- Police: A male TSA officer signaled to a female officer when he found a man attractive
- Female officer would notify scanning machine a woman -- not a man -- was passing through
- Police: That would trigger an anomaly in groin area, leading male officer to grope passenger
Here's how police say the scheme worked: When the male TSA officer noticed a man he found attractive, he would alert a female TSA officer.
The female officer would then tell the screening machine that a female passenger -- not a male -- was walking through. And that information would trigger a machine to register an anomaly in the groin area, prompting the male TSA officer to pat down the passenger, police said, citing a TSA investigation.
But during the patdown, the male TSA officer used the palms of his hands to touch the passenger's front groin area and buttocks, which violates TSA policy.
All this came to light after an anonymous tip from a TSA employee in November. The agency launched an investigation, and investigator Chris Higgins monitored the two TSA officers in question, Denver police said in a report.
Higgins watched the plan being carried out on February 9. He interviewed the female TSA officer, who said she had done this with her colleague at least 10 other times, police said.
Both of the TSA officers investigated have been fired, TSA special agent Charles Stone told police. Authorities did not release their names.
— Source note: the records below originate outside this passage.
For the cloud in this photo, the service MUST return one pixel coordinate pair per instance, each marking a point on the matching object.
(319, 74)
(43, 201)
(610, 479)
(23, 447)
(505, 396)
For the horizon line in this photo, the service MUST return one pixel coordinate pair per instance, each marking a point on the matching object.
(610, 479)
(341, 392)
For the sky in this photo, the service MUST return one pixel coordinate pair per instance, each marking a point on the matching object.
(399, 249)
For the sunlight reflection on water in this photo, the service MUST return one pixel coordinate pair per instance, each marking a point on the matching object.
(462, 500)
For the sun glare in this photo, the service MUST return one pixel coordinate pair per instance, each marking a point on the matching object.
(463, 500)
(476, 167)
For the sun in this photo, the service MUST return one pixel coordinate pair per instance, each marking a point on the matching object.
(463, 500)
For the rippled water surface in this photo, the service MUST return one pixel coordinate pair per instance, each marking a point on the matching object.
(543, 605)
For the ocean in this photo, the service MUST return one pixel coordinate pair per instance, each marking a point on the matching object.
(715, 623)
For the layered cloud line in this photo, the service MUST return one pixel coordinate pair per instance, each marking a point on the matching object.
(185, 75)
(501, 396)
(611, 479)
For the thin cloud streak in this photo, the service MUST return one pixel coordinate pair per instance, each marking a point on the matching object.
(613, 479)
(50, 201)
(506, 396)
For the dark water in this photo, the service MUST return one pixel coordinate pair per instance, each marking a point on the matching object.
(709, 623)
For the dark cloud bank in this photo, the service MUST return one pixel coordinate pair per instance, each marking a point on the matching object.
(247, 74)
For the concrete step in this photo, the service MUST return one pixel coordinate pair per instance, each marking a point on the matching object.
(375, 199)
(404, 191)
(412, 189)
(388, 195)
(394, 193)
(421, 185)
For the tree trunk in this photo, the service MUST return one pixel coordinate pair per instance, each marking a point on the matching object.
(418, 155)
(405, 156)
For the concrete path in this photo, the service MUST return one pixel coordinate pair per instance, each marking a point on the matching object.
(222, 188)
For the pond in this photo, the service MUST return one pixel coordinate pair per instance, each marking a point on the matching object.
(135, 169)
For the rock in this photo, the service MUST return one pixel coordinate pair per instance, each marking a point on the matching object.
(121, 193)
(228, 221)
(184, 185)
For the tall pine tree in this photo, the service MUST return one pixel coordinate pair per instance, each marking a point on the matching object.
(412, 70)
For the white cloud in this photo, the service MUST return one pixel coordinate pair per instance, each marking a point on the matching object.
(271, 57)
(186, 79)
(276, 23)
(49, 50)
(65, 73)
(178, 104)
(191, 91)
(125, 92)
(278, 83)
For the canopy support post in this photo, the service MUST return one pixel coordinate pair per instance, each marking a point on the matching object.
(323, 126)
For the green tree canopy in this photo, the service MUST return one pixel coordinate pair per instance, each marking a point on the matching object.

The TSA called the incident deplorable.
"These alleged acts are egregious and intolerable," the agency said in a written statement to CNN.
"All allegations of misconduct are thoroughly investigated by the agency. And when substantiated, employees are held accountable."
But it's unlikely criminal charges will be filed because there is no identifiable victim. The TSA said it has been trying to identify the passenger in the February incident but to no avail.
The TSA said no passengers have come forward with similar cases so far at the Denver airport.